All we like the world of aviation, see off an aircraft from an aircraft carrier is a spectacle. During takeoff is common to find operators and air traffic controllers to pilots waving to enfilen track or preparing for takeoff. This non-verbal communication is key to controlling traffic to door and, of course, requires that the controller and pilot familiar with this language. Given the increasing use of unmanned aircraft, a team from MIT is working on a system to guide the drones by the gestures of drivers on the tarmac.
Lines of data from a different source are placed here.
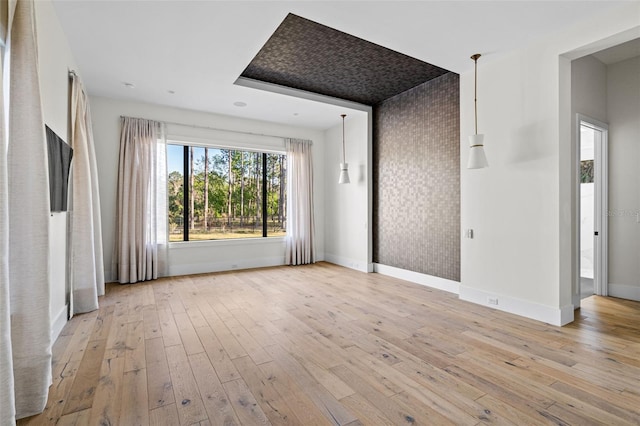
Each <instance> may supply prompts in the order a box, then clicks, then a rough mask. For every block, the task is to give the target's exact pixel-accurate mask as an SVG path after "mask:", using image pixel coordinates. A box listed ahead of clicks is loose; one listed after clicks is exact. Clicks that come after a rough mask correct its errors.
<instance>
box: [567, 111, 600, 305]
mask: <svg viewBox="0 0 640 426" xmlns="http://www.w3.org/2000/svg"><path fill="white" fill-rule="evenodd" d="M583 125H584V126H587V127H590V128H592V129H594V130H597V131H598V132H600V134H601V136H602V137H601V138H600V139H599V140H598V139H596V140H595V141H594V144H595V146H594V149H595V159H596V161H595V170H594V174H595V179H594V180H595V204H596V215H595V218H594V228H595V230H596V231H597V232H598V238H596V239H595V243H594V269H595V271H594V272H595V276H594V290H595V294H597V295H600V296H607V295H608V294H609V290H608V287H609V285H608V277H609V267H608V266H609V250H608V249H609V247H608V246H609V244H608V241H609V232H608V229H609V221H608V210H609V203H608V188H609V179H608V177H609V172H608V162H609V156H608V152H609V143H608V142H609V125H608V124H607V123H604V122H602V121H599V120H596V119H595V118H591V117H589V116H587V115H584V114H580V113H577V114H576V159H575V160H574V161H576V168H577V170H576V177H575V179H576V183H575V184H576V185H577V190H576V202H577V204H576V217H575V218H574V220H577V222H576V223H577V232H576V244H577V245H576V247H577V251H576V253H574V256H575V260H574V261H575V262H576V265H577V266H576V271H577V274H576V275H577V276H576V277H574V280H575V282H576V292H575V294H574V297H573V302H574V304H576V307H579V306H580V305H579V300H580V294H581V291H580V239H581V231H580V201H581V199H580V187H579V185H580V179H579V173H580V146H581V133H582V132H581V130H580V128H581V126H583ZM576 297H577V302H576Z"/></svg>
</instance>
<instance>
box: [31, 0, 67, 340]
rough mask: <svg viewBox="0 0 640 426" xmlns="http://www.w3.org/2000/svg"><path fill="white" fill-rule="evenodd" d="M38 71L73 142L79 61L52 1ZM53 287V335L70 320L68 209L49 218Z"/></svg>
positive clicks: (62, 126)
mask: <svg viewBox="0 0 640 426" xmlns="http://www.w3.org/2000/svg"><path fill="white" fill-rule="evenodd" d="M35 5H36V26H37V27H36V31H37V35H38V71H39V75H40V92H41V99H42V110H43V115H44V122H45V124H46V125H48V126H49V127H50V128H51V129H52V130H53V131H54V132H56V133H57V134H58V136H60V137H61V138H63V139H64V140H65V142H67V143H69V142H70V136H71V133H70V129H69V73H68V72H69V70H70V69H75V70H77V68H76V64H75V60H74V59H73V55H72V53H71V50H70V48H69V44H68V42H67V38H66V36H65V35H64V32H63V31H62V28H61V27H60V22H59V21H58V17H57V16H56V14H55V11H54V9H53V5H52V4H51V2H50V1H46V0H45V1H37V2H35ZM49 226H50V237H49V239H50V244H49V246H50V274H51V281H50V285H51V288H50V291H51V301H50V308H51V320H52V327H53V329H52V335H53V338H54V339H55V338H56V337H57V336H58V334H59V333H60V331H61V330H62V326H64V324H65V323H66V321H67V308H66V303H67V293H68V291H67V290H68V289H67V213H65V212H58V213H52V214H51V218H50V222H49Z"/></svg>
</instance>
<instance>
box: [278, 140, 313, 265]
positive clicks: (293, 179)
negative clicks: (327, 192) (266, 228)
mask: <svg viewBox="0 0 640 426" xmlns="http://www.w3.org/2000/svg"><path fill="white" fill-rule="evenodd" d="M285 146H286V150H287V236H286V238H285V241H286V248H285V263H286V264H287V265H303V264H307V263H314V262H315V225H314V219H313V159H312V155H311V146H312V142H311V141H309V140H301V139H285Z"/></svg>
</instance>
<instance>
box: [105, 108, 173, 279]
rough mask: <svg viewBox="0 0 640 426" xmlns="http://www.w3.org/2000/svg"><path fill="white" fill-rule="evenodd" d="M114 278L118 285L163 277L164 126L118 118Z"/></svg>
mask: <svg viewBox="0 0 640 426" xmlns="http://www.w3.org/2000/svg"><path fill="white" fill-rule="evenodd" d="M121 126H122V130H121V136H120V160H119V166H118V198H117V206H116V209H117V233H116V245H115V253H114V262H115V265H114V266H115V268H114V269H115V271H114V272H115V274H116V275H115V276H116V277H117V279H118V281H119V282H120V283H122V284H125V283H135V282H138V281H145V280H151V279H156V278H158V276H163V275H166V271H165V268H166V248H167V244H166V229H167V228H166V227H167V224H166V222H167V219H166V151H165V146H164V145H165V141H164V125H163V124H162V123H160V122H157V121H152V120H146V119H142V118H132V117H122V118H121Z"/></svg>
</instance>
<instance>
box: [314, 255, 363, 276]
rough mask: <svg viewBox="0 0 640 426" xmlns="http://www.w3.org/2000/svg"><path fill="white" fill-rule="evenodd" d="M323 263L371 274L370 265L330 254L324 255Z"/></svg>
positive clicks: (358, 260) (347, 257)
mask: <svg viewBox="0 0 640 426" xmlns="http://www.w3.org/2000/svg"><path fill="white" fill-rule="evenodd" d="M324 257H325V259H324V260H325V262H329V263H333V264H335V265H339V266H344V267H345V268H349V269H355V270H356V271H360V272H371V268H370V266H369V265H370V264H369V263H367V262H364V261H362V260H356V259H350V258H348V257H342V256H336V255H334V254H331V253H325V255H324Z"/></svg>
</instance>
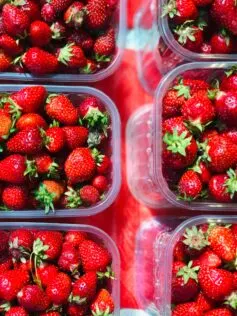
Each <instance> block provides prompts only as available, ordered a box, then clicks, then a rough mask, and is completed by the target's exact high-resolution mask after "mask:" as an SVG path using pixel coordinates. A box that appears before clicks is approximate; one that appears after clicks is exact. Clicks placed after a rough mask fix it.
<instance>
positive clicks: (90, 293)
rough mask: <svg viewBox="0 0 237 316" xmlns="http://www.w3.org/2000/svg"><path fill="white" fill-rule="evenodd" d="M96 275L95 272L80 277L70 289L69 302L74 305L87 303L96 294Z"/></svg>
mask: <svg viewBox="0 0 237 316" xmlns="http://www.w3.org/2000/svg"><path fill="white" fill-rule="evenodd" d="M96 287H97V275H96V272H87V273H85V274H84V275H83V276H81V277H80V278H79V279H78V280H77V281H76V282H75V283H74V284H73V287H72V295H73V296H72V298H71V301H72V302H75V303H79V302H81V303H82V302H83V303H88V302H89V301H91V300H92V299H93V298H94V296H95V294H96Z"/></svg>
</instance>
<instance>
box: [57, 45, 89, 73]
mask: <svg viewBox="0 0 237 316" xmlns="http://www.w3.org/2000/svg"><path fill="white" fill-rule="evenodd" d="M57 57H58V61H59V62H61V63H62V64H64V65H66V66H67V67H69V68H72V69H77V68H81V67H84V66H85V65H86V57H85V55H84V52H83V50H82V49H81V48H80V47H79V46H77V45H75V44H74V43H70V44H67V45H66V46H64V47H63V48H61V49H60V50H59V51H58V54H57Z"/></svg>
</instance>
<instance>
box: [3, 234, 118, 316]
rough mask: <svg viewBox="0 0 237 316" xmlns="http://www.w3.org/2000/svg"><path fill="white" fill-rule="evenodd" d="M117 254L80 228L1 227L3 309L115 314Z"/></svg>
mask: <svg viewBox="0 0 237 316" xmlns="http://www.w3.org/2000/svg"><path fill="white" fill-rule="evenodd" d="M111 263H112V258H111V254H110V253H109V252H108V250H107V249H106V248H105V247H104V246H103V245H102V244H100V243H99V242H98V241H94V240H93V239H91V236H89V235H88V234H87V233H85V232H80V231H68V232H65V233H63V232H59V231H46V230H40V231H37V230H27V229H17V230H14V231H10V232H9V231H0V301H1V302H0V312H1V313H4V315H6V316H29V315H39V316H60V315H67V316H83V315H85V316H86V315H88V316H89V315H93V316H101V315H111V314H112V313H113V311H114V301H113V298H112V296H111V294H110V288H111V280H113V279H114V273H113V272H112V270H111Z"/></svg>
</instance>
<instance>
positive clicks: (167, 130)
mask: <svg viewBox="0 0 237 316" xmlns="http://www.w3.org/2000/svg"><path fill="white" fill-rule="evenodd" d="M162 130H163V135H164V137H163V161H164V163H165V164H166V166H167V167H171V168H174V169H183V168H184V167H187V166H189V165H191V164H192V163H193V162H194V160H195V158H196V155H197V143H196V141H195V139H194V138H193V137H192V135H191V134H190V132H189V130H188V129H187V128H186V127H185V125H184V121H183V118H182V117H175V118H171V119H167V120H165V121H164V122H163V127H162Z"/></svg>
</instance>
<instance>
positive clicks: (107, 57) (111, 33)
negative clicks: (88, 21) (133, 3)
mask: <svg viewBox="0 0 237 316" xmlns="http://www.w3.org/2000/svg"><path fill="white" fill-rule="evenodd" d="M115 47H116V40H115V31H114V29H113V28H111V29H109V30H108V31H107V32H106V33H105V34H104V35H101V36H99V37H98V38H97V39H96V41H95V44H94V52H95V54H96V60H97V61H109V60H110V59H108V57H109V56H110V55H112V54H113V53H114V50H115ZM106 57H107V58H106Z"/></svg>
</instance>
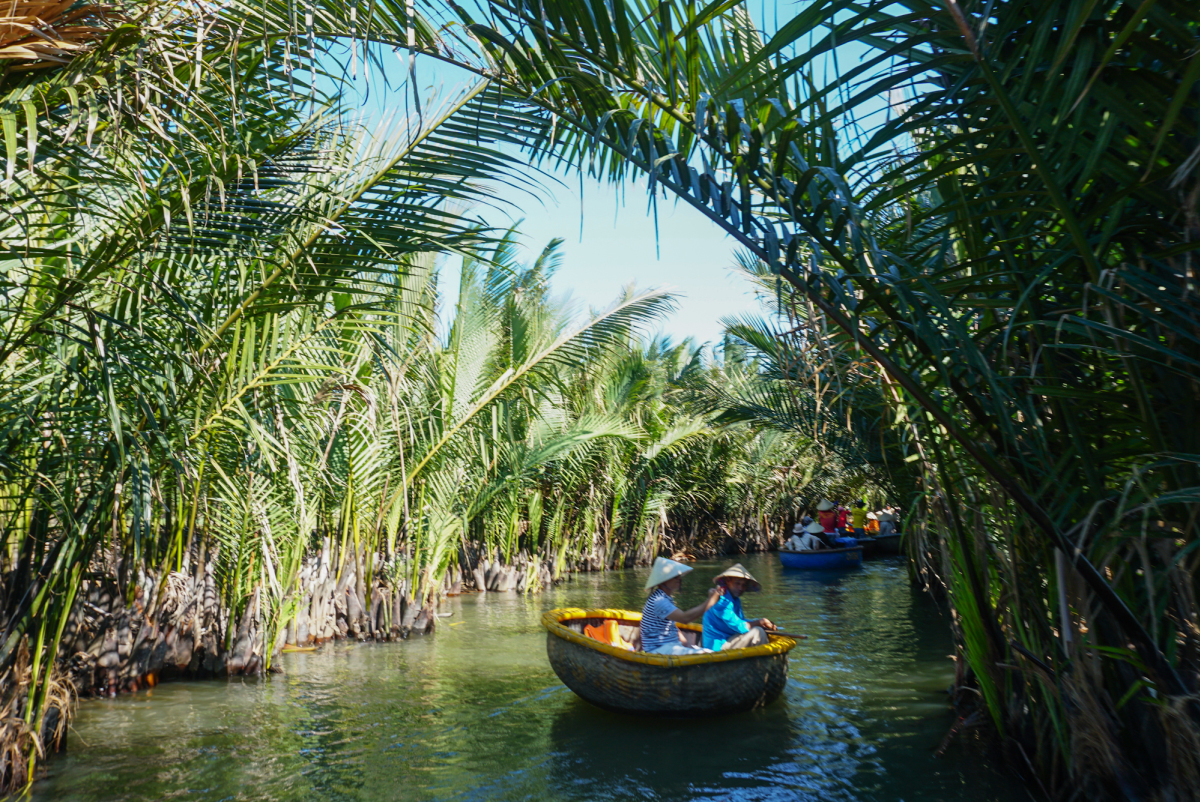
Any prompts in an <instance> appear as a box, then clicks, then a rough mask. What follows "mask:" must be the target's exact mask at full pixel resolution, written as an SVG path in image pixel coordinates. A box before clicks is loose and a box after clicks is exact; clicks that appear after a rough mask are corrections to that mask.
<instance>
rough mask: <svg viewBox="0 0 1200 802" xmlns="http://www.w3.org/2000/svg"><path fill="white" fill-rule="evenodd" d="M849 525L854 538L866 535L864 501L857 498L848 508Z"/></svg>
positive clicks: (851, 532) (864, 508) (861, 498)
mask: <svg viewBox="0 0 1200 802" xmlns="http://www.w3.org/2000/svg"><path fill="white" fill-rule="evenodd" d="M850 526H851V528H852V529H853V532H851V534H852V535H853V537H856V538H865V537H866V501H865V499H863V498H859V499H858V501H856V502H854V505H853V507H851V508H850Z"/></svg>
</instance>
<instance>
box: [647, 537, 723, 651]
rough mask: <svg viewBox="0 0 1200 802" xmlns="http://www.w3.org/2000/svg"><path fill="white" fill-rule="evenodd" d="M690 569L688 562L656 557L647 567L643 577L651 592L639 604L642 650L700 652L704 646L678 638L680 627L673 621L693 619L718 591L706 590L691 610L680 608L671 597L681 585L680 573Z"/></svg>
mask: <svg viewBox="0 0 1200 802" xmlns="http://www.w3.org/2000/svg"><path fill="white" fill-rule="evenodd" d="M689 571H691V567H690V565H684V564H683V563H679V562H676V561H674V559H667V558H666V557H658V558H656V559H655V561H654V565H652V567H650V576H649V579H647V580H646V589H647V591H650V595H649V598H648V599H646V606H643V608H642V651H643V652H653V653H654V654H702V653H704V652H708V651H709V650H707V648H701V647H698V646H688V645H686V644H684V642H683V640H682V639H680V638H679V629H678V627H676V623H680V624H689V623H691V622H692V621H696V620H697V618H700V617H701V616H702V615H704V611H706V610H708V609H709V608H710V606H713V605H714V604H716V600H718V599H719V598H720V591H718V589H715V588H714V589H712V591H709V592H708V599H706V600H704V601H702V603H701V604H697V605H696V606H695V608H691V609H690V610H680V609H679V608H677V606H676V605H674V601H672V600H671V597H672V595H674V594H676V593H677V592H678V591H679V588H680V587H683V575H684V574H686V573H689Z"/></svg>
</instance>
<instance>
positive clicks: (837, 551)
mask: <svg viewBox="0 0 1200 802" xmlns="http://www.w3.org/2000/svg"><path fill="white" fill-rule="evenodd" d="M779 562H781V563H784V568H806V569H809V570H830V569H838V568H858V567H859V565H862V564H863V546H847V547H845V549H812V550H808V551H786V550H784V549H780V550H779Z"/></svg>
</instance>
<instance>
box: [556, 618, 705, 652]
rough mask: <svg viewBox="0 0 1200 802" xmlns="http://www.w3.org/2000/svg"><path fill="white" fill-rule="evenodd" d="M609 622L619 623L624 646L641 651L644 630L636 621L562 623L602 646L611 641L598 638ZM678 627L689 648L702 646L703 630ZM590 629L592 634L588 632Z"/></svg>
mask: <svg viewBox="0 0 1200 802" xmlns="http://www.w3.org/2000/svg"><path fill="white" fill-rule="evenodd" d="M608 621H614V622H616V623H617V634H618V635H619V636H620V640H622V641H623V642H624V645H626V646H631V647H632V651H635V652H637V651H641V648H642V628H641V626H640V623H638V622H636V621H625V620H622V618H571V620H569V621H564V622H562V623H563V626H564V627H566V628H568V629H570V630H572V632H577V633H580V634H581V635H587V636H588V638H594V639H595V640H599V641H600V642H602V644H608V642H611V641H610V640H607V639H605V638H604V636H601V638H596V635H598V634H601V633H602V632H604V630H605V629H606V627H605V624H606V623H607V622H608ZM677 627H678V628H679V634H680V635H683V639H684V641H685V642H686V644H688V645H689V646H698V645H700V638H701V628H700V627H698V626H696V624H677ZM589 629H590V630H592V632H588V630H589ZM613 645H622V644H613Z"/></svg>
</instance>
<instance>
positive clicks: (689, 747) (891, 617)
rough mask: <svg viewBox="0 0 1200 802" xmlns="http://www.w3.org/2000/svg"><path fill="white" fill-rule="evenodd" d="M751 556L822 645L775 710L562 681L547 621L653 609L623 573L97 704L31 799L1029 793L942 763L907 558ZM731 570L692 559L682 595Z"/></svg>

The idea of the research team at MIT is that the drones are able to process the gestures drivers the carrier deck and also be able to distinguish between driver and gestures all the maelstrom of activity of the carrier. Indeed, the "background noise" caused by the activity of the carrier deck the main problem that the MIT team, led by Yale Song, a doctoral student in the Department of Electrical Engineering and Computer Science, his thesis Professor Randall Davis and David Demirdjian, a researcher at the Artificial Intelligence Laboratory at MIT, wanted to solve.
This algorithm processes the images captured by a camera system similar to Kinect (do not use Microsoft's system because the project is prior to its release) three-dimensional shapes that can recognize and track the movement of the arms. From there, the system captures a three dimensional image of the driver and remove the bottom to start making estimates of body posture and compare a number of predefined patterns and air traffic control. The system key is to locate the hand gestures and the "library" of body patterns, two pieces of information that make the system can "understand" the order has been given.
In tests, the system has been loaded with the 24 most commonly used patterns to door, of which approximately 76% of orders have been processed properly, which serves to give us an idea of the complexity of the system and it seems to go on the road to make it perfectly feasible.